Les députés ont adopté, en ce triste mois de janvier, en première lecture, une proposition de loi créant un nouveau délit dans le code pénal pour protéger le « secret des affaires ».
Une même idée avait déjà émergé en janvier 2012 et abouti au vote, en première lecture seulement, d’un texte aux mêmes desseins, avant que l’actualité n’ait poussé les parlementaires à d’autres chantiers.
Cette fois, la « violation du secret des affaires » sera punie d'une peine maximale de trois ans de prison et de 375 000 euros en sus des dommages-intérêts au profit de la partie civile.

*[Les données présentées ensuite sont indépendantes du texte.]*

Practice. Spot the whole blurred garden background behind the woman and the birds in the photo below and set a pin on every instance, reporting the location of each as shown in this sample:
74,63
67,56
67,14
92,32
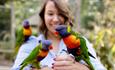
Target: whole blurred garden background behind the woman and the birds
95,19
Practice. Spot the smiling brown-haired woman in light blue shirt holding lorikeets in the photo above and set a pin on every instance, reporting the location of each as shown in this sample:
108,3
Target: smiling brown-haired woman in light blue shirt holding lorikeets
54,12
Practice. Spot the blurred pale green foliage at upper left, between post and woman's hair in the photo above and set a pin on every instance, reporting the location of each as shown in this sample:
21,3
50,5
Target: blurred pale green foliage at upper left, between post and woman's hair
25,9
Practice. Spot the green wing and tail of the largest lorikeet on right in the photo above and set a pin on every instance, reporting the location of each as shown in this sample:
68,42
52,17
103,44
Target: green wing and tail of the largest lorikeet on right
84,50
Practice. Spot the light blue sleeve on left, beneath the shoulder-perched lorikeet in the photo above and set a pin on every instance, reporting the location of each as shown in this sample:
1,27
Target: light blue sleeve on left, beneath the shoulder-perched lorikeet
24,51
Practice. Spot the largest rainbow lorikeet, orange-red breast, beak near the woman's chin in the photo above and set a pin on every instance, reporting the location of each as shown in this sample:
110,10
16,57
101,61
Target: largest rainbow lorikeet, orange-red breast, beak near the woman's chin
76,44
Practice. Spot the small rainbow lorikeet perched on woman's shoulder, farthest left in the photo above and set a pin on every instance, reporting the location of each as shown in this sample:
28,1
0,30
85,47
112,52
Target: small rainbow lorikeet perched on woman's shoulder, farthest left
23,34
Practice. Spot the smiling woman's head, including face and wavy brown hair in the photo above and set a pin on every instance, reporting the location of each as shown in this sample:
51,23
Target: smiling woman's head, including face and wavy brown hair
53,10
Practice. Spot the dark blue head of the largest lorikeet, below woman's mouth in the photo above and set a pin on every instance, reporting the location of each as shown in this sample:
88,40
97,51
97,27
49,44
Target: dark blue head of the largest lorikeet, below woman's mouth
62,30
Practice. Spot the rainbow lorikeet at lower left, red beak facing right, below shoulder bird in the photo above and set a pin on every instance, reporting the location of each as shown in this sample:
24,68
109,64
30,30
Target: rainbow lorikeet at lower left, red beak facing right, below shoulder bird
37,54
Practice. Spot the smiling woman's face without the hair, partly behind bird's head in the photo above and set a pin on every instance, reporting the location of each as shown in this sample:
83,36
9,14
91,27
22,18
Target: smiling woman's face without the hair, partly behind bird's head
52,17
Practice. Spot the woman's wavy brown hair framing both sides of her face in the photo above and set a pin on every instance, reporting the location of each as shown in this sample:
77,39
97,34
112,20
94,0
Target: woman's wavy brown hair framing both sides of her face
63,10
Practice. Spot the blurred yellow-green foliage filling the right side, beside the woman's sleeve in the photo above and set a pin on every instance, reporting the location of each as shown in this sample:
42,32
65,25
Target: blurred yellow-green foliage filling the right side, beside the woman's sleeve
98,18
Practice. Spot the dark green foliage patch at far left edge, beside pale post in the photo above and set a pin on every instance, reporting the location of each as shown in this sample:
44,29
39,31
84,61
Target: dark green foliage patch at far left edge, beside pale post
5,23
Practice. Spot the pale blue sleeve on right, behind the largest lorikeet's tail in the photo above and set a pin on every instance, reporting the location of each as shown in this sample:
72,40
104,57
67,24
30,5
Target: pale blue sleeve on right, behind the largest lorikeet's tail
96,62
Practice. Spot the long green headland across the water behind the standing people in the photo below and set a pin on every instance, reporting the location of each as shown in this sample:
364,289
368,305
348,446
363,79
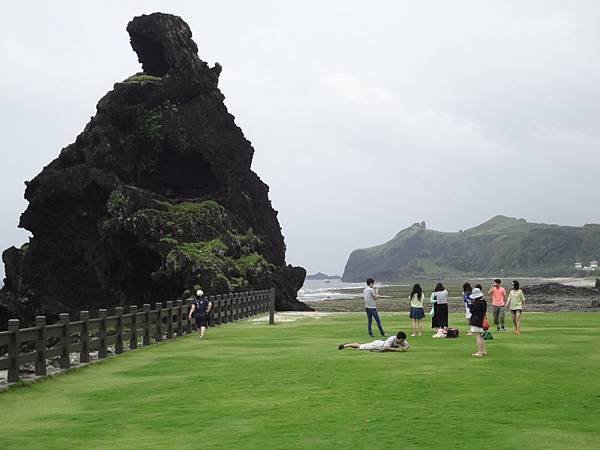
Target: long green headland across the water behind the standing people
502,245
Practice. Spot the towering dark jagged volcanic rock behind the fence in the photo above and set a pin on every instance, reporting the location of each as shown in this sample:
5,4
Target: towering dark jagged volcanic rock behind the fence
156,196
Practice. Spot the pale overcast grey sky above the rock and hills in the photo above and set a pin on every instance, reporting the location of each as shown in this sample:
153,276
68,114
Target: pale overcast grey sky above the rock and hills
365,117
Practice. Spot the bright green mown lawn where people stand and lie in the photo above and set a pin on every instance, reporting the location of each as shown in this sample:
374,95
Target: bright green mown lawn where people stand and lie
287,386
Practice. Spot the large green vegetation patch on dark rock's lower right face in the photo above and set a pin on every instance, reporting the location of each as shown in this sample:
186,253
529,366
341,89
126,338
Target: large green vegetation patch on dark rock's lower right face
197,241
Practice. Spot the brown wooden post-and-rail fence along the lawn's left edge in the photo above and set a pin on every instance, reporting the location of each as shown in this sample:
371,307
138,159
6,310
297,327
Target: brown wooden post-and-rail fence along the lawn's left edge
38,343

En 2012, le rapporteur du premier texte, Bernard Carayon, avait précisé en séance que « Protéger le secret des affaires, c'est protéger des emplois, des technologies sensibles, des investissements, lutter contre la désindustrialisation et, dans certains cas, garantir nos indépendances dans les secteurs stratégiques ».

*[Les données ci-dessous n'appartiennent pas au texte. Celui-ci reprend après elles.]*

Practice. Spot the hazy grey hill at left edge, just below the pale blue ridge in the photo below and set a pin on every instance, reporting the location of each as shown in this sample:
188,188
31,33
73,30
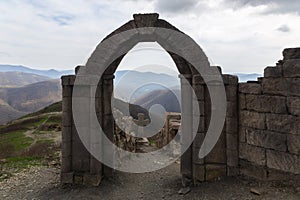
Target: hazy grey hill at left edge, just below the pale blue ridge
16,79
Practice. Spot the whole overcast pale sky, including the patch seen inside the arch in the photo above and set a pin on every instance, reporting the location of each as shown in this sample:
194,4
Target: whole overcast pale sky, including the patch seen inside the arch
238,35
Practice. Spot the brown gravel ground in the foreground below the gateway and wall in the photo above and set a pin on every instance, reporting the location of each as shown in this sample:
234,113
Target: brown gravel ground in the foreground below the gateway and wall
43,183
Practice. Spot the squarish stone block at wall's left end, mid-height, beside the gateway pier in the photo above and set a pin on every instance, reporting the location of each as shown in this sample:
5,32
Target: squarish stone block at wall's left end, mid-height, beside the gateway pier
252,119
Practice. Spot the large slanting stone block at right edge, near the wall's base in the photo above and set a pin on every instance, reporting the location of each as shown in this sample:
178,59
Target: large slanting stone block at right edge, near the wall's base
283,161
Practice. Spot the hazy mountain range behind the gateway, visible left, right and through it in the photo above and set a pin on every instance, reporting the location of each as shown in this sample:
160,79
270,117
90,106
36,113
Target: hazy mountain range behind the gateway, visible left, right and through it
24,90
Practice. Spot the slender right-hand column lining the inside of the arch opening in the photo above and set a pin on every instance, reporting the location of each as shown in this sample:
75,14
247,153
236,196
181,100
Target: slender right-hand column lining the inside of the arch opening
186,128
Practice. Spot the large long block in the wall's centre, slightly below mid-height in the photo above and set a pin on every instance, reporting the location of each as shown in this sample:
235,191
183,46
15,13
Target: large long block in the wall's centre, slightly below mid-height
267,139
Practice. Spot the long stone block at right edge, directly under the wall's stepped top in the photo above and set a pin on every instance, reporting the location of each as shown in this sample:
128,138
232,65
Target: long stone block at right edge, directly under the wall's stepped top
281,86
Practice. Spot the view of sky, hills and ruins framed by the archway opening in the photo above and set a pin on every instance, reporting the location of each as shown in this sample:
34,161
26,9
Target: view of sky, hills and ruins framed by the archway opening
147,84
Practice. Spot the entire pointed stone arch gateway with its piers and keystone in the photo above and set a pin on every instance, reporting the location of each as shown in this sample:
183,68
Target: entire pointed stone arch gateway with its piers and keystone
80,164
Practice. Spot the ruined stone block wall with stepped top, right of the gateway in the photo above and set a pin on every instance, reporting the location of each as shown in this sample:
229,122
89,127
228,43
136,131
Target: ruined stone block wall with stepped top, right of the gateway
269,120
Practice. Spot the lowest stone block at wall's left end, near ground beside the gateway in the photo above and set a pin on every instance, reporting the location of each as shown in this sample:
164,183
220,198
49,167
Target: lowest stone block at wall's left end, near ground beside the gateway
253,171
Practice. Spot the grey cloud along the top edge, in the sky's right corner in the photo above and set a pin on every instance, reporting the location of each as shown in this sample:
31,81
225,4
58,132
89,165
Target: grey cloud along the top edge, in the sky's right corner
274,6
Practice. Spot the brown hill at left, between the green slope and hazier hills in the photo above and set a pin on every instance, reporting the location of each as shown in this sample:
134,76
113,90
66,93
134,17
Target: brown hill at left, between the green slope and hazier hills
18,101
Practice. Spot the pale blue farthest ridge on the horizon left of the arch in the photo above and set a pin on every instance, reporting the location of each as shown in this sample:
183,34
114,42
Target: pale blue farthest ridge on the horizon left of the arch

Il ne s’agit plus donc d’instaurer une sorte de cachet « Confidentiel » à appliquer officiellement sur les documents jugés importants par les entreprises. Jusqu’ici, en France, les indications de ce type n’ont en effet pas de véritable statut juridique.
Désormais, le texte dispose qu‘« Est protégée au titre du secret des affaires, indépendamment de son incorporation à un support, toute information :
« 1° Qui ne présente pas un caractère public en ce qu’elle n’est pas, en elle-même ou dans l’assemblage de ses éléments, généralement connue ou aisément accessible à une personne agissant dans un secteur ou un domaine d’activité traitant habituellement de ce genre d’information ;
« 2° Qui, notamment en ce qu’elle est dénuée de caractère public, s’analyse comme un élément à part entière du potentiel scientifique et technique, des positions stratégiques, des intérêts commerciaux et financiers ou de la capacité concurrentielle de son détenteur et revêt en conséquence une valeur économique ;
« 3° Qui fait l’objet de mesures de protection raisonnables, compte tenu de sa valeur économique et des circonstances, pour en conserver le caractère non public. »

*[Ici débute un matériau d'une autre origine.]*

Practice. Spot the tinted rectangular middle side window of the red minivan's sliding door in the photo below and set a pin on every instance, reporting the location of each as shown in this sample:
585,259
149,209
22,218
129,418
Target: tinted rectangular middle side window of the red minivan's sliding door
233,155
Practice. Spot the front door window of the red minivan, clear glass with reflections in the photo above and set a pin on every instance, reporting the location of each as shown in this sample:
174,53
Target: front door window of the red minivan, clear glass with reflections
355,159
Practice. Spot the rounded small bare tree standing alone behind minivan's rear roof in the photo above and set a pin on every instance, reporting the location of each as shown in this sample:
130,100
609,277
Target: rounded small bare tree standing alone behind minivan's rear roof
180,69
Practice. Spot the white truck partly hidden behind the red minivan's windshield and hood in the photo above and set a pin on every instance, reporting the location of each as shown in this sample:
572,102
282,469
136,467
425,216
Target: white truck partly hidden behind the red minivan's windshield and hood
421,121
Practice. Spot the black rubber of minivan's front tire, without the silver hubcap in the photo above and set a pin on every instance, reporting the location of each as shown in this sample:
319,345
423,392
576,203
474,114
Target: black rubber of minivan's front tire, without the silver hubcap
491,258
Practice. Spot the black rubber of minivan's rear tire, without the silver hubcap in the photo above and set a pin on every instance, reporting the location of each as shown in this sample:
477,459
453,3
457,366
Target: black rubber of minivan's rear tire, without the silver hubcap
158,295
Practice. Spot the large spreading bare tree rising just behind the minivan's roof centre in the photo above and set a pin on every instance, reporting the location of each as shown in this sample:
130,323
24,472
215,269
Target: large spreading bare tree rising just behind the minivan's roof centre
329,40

Rappelons que le secret des correspondances, prévu notamment à l’article 226-15 du Nouveau Code pénal, vise seulement le « fait, commis de mauvaise foi, d’ouvrir, de supprimer, de retarder ou de détourner des correspondances », y compris par une personne dépositaire de l’autorité publique ou chargée d’une mission de service public.
Par ailleurs, il existait déjà un secret des affaires puisque l'article 10 de l’ordonnance du 28 septembre 1967, sanctionne l’utilisation abusive d’informations privilégiées.
La nouvelle disposition est cependant bien plus claire et coercitive, même s’il faut encore ciseler les modalités pratiques pour que les entreprises, en butte à la concurrence, puissent braver le déshonneur public qui consiste à arguer qu’elles ont été espionnées.
Il est prévu un article 35 visant à amender la loi du 20 juillet 1881, dite « sur la liberté de la presse », permettant aux journalistes de dénoncer des « infractions éventuellement commises par une entreprise ».
Restent la question des livres portant sur… les « affaires », la finance, les industries polluantes. Et celle, bien entendu, des lanceurs d’alertes, qui ne bénéficient en France d’aucun statut juridique spécifique.